A West African queen used to sacrifice a man and woman in the month of March. They were killed with spades and hoes, and their bodies buried in the middle of a field which had just been tilled.[2] At Lagos in Guinea it was the custom annually to impale a young girl alive soon after the spring equinox in order to secure good crops. Along with her were sacrificed sheep and goats, which, with yams, heads of maize, and plantains, were hung on stakes on each side of her. The victims were bred up for the purpose in the king’s seraglio, and their minds had been so powerfully wrought upon by the fetish men that they went cheerfully to their fate.[3] A similar sacrifice is still annually offered at Benin, Guinea.[4] The Marimos, a Bechuana tribe, sacrifice a human being for the crops.
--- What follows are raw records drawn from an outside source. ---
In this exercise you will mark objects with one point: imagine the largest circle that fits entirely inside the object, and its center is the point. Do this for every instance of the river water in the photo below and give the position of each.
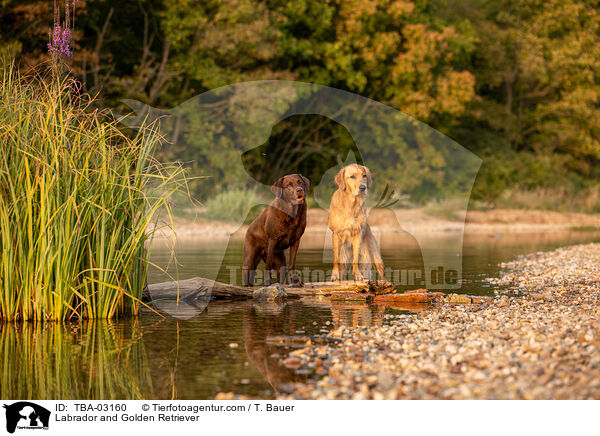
(221, 347)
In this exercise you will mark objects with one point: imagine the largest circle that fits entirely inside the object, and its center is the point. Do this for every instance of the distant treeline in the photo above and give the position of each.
(515, 81)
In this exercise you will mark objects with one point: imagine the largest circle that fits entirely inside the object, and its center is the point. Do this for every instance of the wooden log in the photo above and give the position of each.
(199, 287)
(406, 298)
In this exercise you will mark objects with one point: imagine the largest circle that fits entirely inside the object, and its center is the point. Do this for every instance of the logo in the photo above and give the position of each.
(26, 415)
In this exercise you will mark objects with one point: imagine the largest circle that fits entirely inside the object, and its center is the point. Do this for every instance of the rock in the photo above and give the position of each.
(224, 396)
(503, 302)
(270, 293)
(481, 300)
(292, 363)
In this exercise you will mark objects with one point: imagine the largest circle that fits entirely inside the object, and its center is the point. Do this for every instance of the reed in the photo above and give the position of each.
(75, 203)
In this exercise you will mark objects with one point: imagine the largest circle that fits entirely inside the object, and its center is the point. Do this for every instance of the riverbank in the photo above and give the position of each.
(409, 220)
(539, 339)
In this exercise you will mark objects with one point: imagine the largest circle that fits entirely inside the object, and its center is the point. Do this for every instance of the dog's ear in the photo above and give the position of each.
(277, 187)
(340, 179)
(305, 181)
(369, 178)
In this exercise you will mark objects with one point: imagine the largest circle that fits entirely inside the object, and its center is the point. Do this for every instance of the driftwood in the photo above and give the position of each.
(201, 288)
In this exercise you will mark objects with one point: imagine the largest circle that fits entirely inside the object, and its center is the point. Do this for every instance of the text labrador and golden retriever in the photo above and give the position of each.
(352, 236)
(278, 227)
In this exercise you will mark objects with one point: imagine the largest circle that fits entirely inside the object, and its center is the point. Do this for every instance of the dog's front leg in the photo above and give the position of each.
(335, 273)
(296, 281)
(269, 262)
(355, 254)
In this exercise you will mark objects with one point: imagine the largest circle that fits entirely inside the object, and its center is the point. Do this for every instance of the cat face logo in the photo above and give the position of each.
(26, 415)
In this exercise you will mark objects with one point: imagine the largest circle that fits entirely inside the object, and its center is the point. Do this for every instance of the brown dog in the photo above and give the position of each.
(278, 227)
(352, 236)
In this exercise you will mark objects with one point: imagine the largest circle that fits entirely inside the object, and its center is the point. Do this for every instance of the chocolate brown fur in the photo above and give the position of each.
(278, 227)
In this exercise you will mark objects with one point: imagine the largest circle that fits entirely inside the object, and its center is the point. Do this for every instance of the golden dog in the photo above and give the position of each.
(352, 236)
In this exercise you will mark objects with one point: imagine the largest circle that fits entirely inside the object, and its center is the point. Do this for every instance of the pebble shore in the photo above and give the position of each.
(538, 339)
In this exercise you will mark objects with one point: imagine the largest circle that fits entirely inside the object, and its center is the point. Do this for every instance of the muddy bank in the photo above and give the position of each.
(538, 339)
(409, 220)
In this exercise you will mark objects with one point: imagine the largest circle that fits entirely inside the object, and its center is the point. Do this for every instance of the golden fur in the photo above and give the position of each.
(352, 236)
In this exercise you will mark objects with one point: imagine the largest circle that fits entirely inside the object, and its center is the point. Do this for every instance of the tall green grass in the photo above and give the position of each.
(235, 205)
(88, 360)
(74, 204)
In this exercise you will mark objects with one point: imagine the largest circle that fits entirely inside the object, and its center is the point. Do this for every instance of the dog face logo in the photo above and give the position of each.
(26, 415)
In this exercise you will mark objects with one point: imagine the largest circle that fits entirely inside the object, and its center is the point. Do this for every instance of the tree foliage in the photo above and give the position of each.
(515, 81)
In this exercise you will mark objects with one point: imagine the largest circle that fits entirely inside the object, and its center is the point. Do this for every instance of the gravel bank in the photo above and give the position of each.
(540, 339)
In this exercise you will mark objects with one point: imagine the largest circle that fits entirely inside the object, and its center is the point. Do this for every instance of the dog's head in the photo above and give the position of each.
(291, 188)
(354, 179)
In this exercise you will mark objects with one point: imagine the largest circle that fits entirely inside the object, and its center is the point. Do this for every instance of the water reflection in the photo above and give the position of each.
(94, 360)
(221, 347)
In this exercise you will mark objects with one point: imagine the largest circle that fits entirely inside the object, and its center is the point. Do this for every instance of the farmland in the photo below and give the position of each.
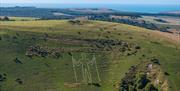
(44, 55)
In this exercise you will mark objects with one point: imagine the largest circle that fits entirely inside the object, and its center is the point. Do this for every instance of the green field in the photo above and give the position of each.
(38, 55)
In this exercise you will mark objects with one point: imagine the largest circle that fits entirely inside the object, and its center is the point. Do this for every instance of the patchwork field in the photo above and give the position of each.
(62, 55)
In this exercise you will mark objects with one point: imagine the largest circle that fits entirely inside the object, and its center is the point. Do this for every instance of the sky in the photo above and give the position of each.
(94, 1)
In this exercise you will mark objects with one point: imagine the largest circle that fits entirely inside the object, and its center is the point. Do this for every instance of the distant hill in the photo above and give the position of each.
(171, 12)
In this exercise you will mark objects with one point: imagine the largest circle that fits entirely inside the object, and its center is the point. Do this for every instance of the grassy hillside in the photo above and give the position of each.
(45, 55)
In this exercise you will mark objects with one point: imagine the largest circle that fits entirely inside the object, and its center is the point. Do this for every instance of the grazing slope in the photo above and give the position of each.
(52, 55)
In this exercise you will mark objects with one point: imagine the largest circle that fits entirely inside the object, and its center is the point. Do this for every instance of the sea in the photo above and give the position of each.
(120, 7)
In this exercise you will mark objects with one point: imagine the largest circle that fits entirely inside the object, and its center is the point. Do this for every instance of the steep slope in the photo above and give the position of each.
(51, 55)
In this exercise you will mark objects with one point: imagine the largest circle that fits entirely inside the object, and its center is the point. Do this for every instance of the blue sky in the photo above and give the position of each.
(95, 1)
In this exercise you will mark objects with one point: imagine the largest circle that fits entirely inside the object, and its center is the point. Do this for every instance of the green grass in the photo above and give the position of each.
(50, 74)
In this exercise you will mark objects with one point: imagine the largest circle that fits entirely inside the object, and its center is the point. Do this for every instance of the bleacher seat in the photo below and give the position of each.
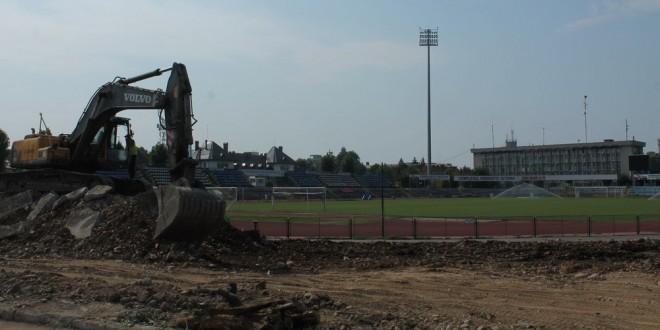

The victim chosen is generally a short, stout man. He is seized by violence or intoxicated and taken to the fields, where he is killed amongst the wheat to serve as “seed” (so they phrase it). After his blood has coagulated in the sun it is burned along with the frontal bone, the flesh attached to it, and the brain;


  1. E. James, Account of an Expedition from Pittsburgh to the Rocky Mountains, ii. 80 sq.; Schoolcraft, Indian Tribes, v. 77 sqq.; De Smet, Voyages aux Montagnes Rocheuses, nouvelle ed. 1873, p. 121 sqq. The accounts by Schoolcraft and De Smet of the sacrifice of the Sioux girl are independent and supplement each other.
  2. Labat, Relation historique de l’Ethiopie occidentale, i. 380.
  3. John Adams, Sketches taken during Ten Voyages in Africa between the years 1786 and 1800, p. 25.
  4. P. Bouche, La Côte des Esclaves, p. 132.